Tout le monde il est gentil sauf l’extrême droite

L’écueil, comme souvent, c’est le réel… Car il n’y a ici ni gentils, ni méchants. Les flics sont dans leur bon droit en suivant les ordres reçus, et les banlieusards le sont tout autant en recherchant la vengeance. Dans ces deux mondes qui s’affrontent, l’un est autochtone, et l’autre étranger. Il y a toujours « eux » et « nous », sur un même territoire. Si des « jeunes de quartier » prêtent allégeance à l’Etat, ils ne sont ainsi que des vassaux, et peuvent se rebeller à chaque instant, chaque univers n’ayant rien en commun avec l’autre. Entre la banlieue et la France, il n’y a qu’une quatre-voies qui les relie. 

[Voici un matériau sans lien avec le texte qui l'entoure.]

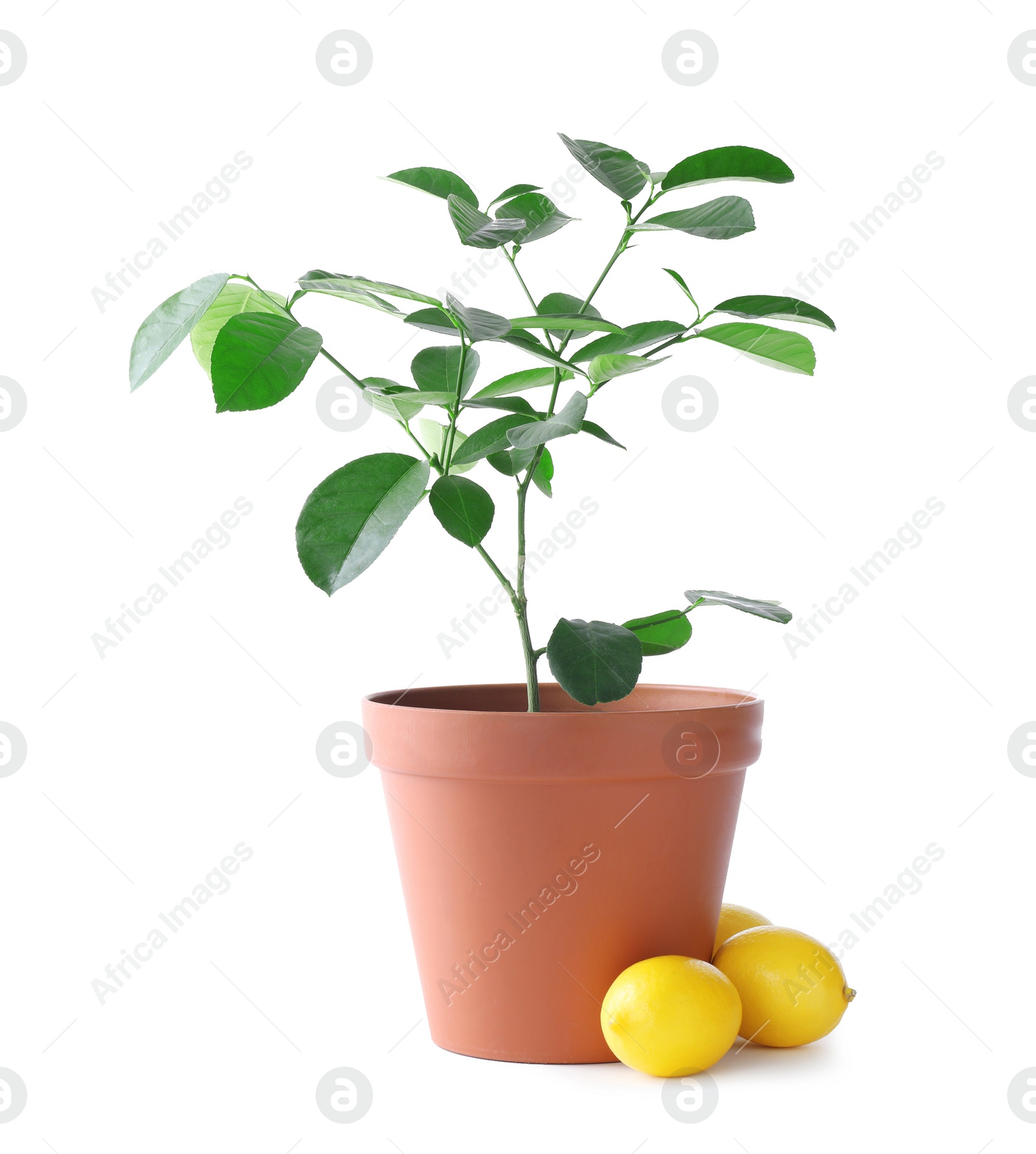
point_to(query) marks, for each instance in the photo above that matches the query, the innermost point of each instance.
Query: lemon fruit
(671, 1016)
(733, 920)
(792, 987)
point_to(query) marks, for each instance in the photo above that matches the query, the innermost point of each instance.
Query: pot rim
(747, 699)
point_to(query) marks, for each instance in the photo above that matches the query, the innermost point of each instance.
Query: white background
(884, 736)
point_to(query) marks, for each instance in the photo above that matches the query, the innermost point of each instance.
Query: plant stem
(342, 368)
(448, 448)
(521, 602)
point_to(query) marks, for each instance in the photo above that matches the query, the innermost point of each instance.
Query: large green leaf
(565, 304)
(438, 181)
(335, 284)
(661, 633)
(259, 359)
(392, 400)
(616, 170)
(720, 220)
(518, 382)
(236, 297)
(562, 424)
(354, 514)
(464, 509)
(438, 370)
(513, 190)
(434, 320)
(477, 323)
(480, 231)
(169, 324)
(734, 162)
(540, 214)
(772, 611)
(776, 348)
(779, 308)
(594, 661)
(332, 286)
(491, 438)
(633, 337)
(611, 365)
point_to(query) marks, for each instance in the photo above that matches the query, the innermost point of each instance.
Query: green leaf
(616, 170)
(562, 424)
(477, 323)
(683, 286)
(518, 382)
(779, 308)
(565, 304)
(352, 515)
(259, 359)
(661, 633)
(330, 286)
(612, 365)
(169, 324)
(435, 320)
(735, 162)
(534, 348)
(429, 397)
(594, 661)
(720, 220)
(433, 436)
(513, 190)
(478, 230)
(572, 322)
(600, 434)
(236, 297)
(544, 473)
(438, 181)
(776, 348)
(512, 462)
(464, 509)
(436, 370)
(508, 404)
(540, 214)
(392, 400)
(771, 611)
(491, 438)
(633, 336)
(339, 283)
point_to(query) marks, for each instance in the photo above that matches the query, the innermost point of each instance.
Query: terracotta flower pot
(544, 853)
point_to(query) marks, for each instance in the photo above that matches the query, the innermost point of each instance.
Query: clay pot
(544, 853)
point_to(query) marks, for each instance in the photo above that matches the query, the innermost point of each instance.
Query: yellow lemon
(671, 1016)
(792, 988)
(733, 920)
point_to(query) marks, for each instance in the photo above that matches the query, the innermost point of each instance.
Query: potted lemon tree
(548, 833)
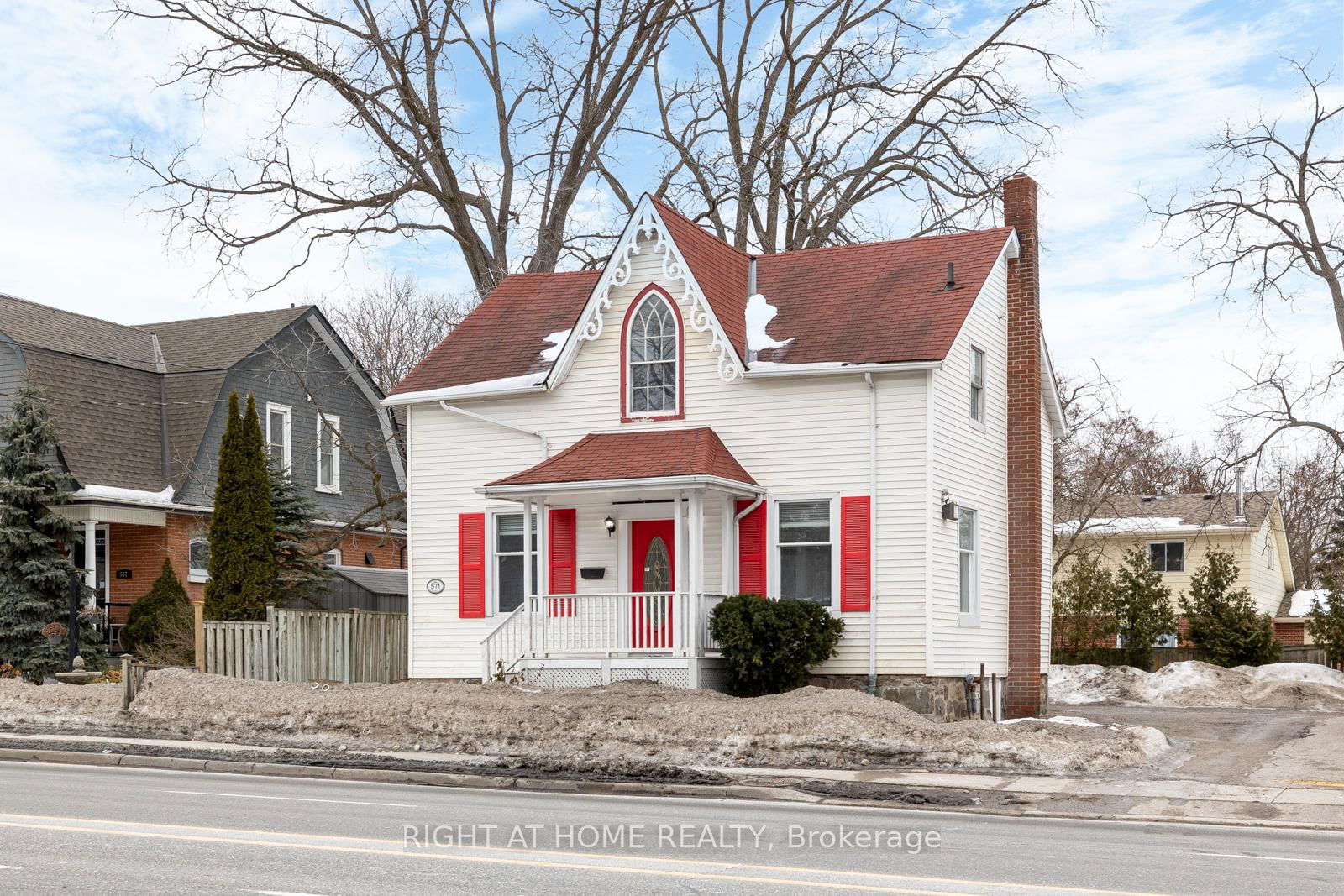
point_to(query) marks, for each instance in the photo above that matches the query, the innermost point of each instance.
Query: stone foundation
(942, 698)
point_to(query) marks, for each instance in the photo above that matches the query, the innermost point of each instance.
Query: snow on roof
(1301, 602)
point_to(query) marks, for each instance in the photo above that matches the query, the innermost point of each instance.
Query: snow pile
(1288, 685)
(24, 705)
(632, 720)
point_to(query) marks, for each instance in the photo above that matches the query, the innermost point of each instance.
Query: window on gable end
(652, 349)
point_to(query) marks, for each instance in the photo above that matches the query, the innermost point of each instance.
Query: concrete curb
(598, 788)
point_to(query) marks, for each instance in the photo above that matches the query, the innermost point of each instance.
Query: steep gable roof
(867, 304)
(507, 333)
(875, 302)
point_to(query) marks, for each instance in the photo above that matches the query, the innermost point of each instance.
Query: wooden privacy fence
(306, 645)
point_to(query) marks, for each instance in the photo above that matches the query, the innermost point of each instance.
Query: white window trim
(1184, 555)
(969, 620)
(984, 389)
(192, 573)
(323, 422)
(676, 362)
(289, 441)
(492, 597)
(772, 543)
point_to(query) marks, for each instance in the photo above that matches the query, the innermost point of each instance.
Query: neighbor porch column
(92, 559)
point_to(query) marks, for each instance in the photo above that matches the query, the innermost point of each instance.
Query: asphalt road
(74, 829)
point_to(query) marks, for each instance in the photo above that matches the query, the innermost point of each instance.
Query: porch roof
(690, 457)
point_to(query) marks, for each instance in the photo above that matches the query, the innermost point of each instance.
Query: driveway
(1270, 747)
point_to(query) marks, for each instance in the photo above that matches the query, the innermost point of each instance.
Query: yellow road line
(396, 851)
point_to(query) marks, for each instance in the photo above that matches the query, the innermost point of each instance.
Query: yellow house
(1176, 531)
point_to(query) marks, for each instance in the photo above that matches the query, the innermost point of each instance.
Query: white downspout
(873, 532)
(454, 409)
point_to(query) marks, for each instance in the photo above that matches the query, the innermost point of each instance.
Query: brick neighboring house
(1179, 530)
(869, 427)
(140, 411)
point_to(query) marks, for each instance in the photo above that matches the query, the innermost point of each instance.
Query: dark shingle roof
(1191, 508)
(380, 582)
(102, 385)
(218, 343)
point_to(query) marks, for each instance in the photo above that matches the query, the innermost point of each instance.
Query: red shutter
(470, 566)
(752, 539)
(855, 553)
(562, 546)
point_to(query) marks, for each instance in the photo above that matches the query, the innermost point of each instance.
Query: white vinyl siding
(796, 436)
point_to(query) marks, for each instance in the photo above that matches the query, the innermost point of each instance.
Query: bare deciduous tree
(804, 110)
(492, 177)
(1272, 215)
(1106, 454)
(391, 327)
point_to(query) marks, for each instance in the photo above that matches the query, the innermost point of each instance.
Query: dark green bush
(160, 627)
(770, 645)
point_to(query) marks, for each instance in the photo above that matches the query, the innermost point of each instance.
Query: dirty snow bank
(1288, 685)
(624, 721)
(24, 705)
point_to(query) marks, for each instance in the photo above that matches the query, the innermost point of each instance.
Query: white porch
(652, 558)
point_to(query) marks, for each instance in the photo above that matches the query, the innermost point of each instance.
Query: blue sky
(74, 231)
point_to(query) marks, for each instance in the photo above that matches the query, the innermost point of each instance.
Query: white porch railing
(606, 625)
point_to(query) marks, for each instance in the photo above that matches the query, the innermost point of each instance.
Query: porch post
(92, 560)
(696, 575)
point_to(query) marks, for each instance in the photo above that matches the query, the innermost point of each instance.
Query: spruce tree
(1142, 609)
(1326, 624)
(1222, 622)
(242, 532)
(300, 569)
(35, 569)
(160, 626)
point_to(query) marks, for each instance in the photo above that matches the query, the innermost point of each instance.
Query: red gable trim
(680, 358)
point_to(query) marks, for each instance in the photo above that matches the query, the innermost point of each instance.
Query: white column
(92, 559)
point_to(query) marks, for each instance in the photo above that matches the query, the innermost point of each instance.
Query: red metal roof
(875, 302)
(867, 304)
(506, 335)
(636, 456)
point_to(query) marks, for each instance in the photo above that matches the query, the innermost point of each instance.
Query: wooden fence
(1167, 656)
(309, 645)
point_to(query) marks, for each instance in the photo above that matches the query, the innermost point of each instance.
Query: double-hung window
(978, 385)
(1168, 557)
(968, 566)
(328, 453)
(198, 559)
(508, 560)
(279, 418)
(806, 551)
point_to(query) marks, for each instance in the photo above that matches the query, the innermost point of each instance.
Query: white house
(864, 426)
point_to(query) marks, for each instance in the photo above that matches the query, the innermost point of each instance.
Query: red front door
(654, 573)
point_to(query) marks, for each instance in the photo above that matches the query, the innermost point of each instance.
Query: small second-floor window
(654, 358)
(968, 569)
(1168, 557)
(806, 551)
(978, 385)
(198, 559)
(328, 453)
(279, 434)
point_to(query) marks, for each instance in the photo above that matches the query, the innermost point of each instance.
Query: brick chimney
(1026, 500)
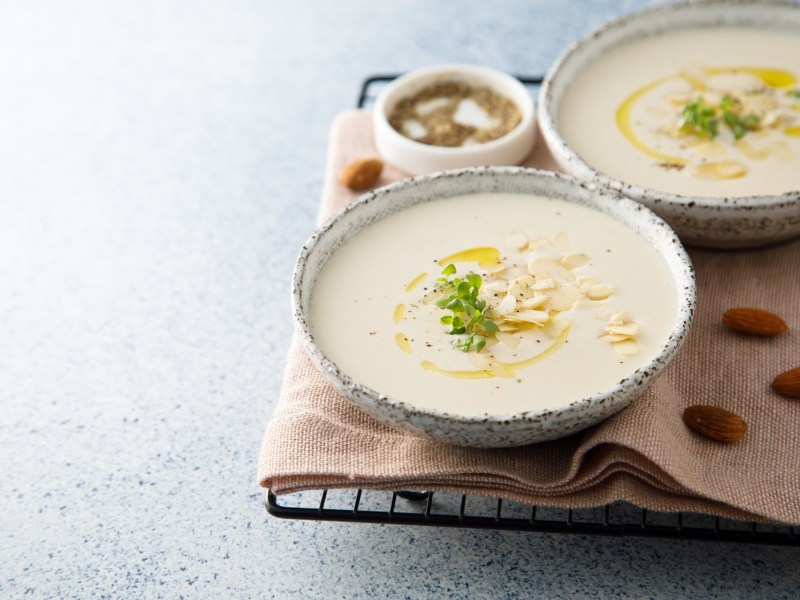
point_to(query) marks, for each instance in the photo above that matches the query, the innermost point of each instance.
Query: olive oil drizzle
(399, 313)
(485, 257)
(506, 369)
(415, 283)
(774, 78)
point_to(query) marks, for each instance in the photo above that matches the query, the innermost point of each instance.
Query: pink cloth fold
(645, 454)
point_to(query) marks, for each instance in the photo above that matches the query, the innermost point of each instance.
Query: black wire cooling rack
(445, 509)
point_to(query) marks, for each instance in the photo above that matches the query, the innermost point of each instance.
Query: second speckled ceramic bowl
(718, 222)
(491, 430)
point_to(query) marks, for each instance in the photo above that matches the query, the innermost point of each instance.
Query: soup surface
(696, 112)
(564, 302)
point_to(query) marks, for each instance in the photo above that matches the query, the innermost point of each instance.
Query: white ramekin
(417, 158)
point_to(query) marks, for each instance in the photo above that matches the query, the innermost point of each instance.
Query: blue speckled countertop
(160, 166)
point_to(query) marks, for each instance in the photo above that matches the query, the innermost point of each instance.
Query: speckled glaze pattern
(700, 221)
(492, 430)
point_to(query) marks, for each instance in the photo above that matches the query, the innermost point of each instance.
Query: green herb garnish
(699, 118)
(703, 119)
(467, 309)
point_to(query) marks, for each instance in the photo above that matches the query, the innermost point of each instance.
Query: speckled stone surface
(160, 167)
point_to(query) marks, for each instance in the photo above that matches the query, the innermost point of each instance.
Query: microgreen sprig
(467, 309)
(703, 119)
(700, 118)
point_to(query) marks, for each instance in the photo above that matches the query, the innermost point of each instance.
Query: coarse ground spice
(441, 128)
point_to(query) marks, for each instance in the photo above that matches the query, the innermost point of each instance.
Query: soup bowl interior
(491, 430)
(710, 221)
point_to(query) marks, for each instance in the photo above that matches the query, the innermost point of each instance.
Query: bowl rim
(582, 169)
(528, 110)
(600, 199)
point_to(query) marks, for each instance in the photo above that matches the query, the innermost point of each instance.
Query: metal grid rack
(444, 509)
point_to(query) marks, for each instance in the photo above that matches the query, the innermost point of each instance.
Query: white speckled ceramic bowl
(702, 221)
(491, 430)
(417, 158)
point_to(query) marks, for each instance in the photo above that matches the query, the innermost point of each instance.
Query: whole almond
(362, 174)
(788, 383)
(754, 321)
(715, 422)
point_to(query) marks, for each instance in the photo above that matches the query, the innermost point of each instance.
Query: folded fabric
(317, 439)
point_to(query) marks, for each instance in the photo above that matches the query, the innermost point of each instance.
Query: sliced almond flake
(530, 316)
(543, 284)
(511, 341)
(609, 337)
(547, 268)
(561, 241)
(534, 302)
(629, 329)
(493, 268)
(722, 169)
(573, 261)
(626, 347)
(516, 240)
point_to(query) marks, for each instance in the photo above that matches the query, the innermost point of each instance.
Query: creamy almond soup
(493, 304)
(697, 112)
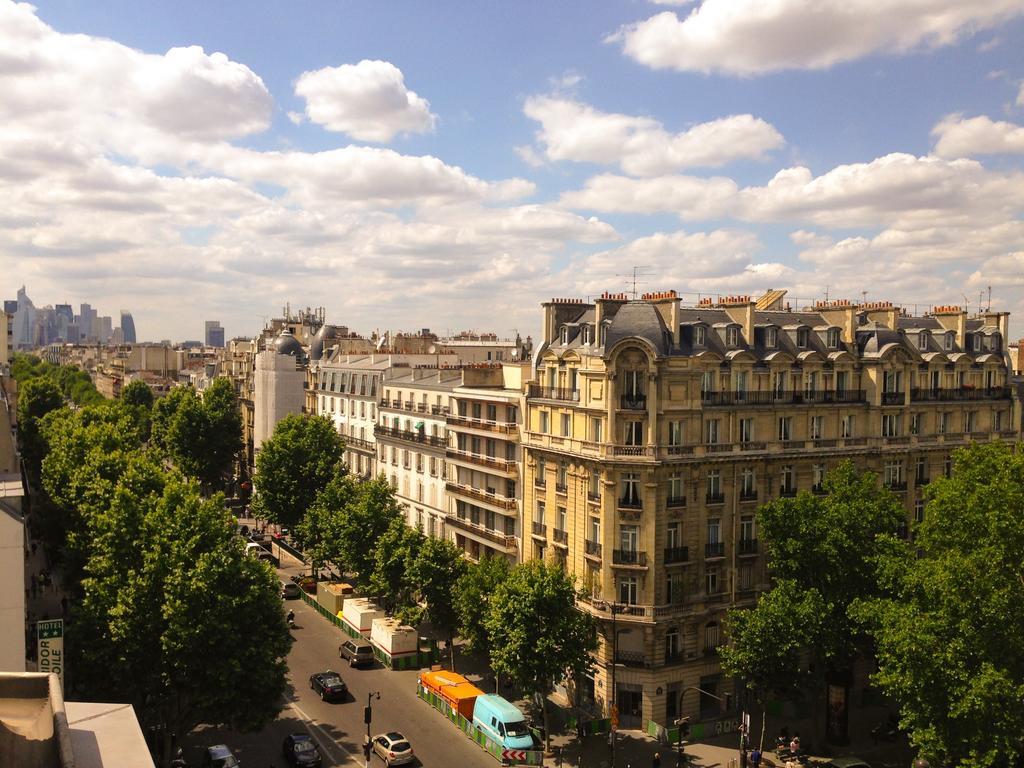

Mais tout cela, c’était sans compter sur le dénouement pathétique que nous inflige Romain Gavras, avec l’arrivée tarte à la crème de la méchante extrême-droite. On l’apprend assez vite, oui, les responsables du meurtre du frère de Karim et Abdel ne sont autres que des fascistes voulant provoquer l’embrasement. Les salauds ! Si cette proposition n’est pas forcément déconnectée du réel, étant donnée la popularité grandissante et inquiétante de l’accélerationnisme, elle tombe vraiment ici comme un cheveu sur la soupe.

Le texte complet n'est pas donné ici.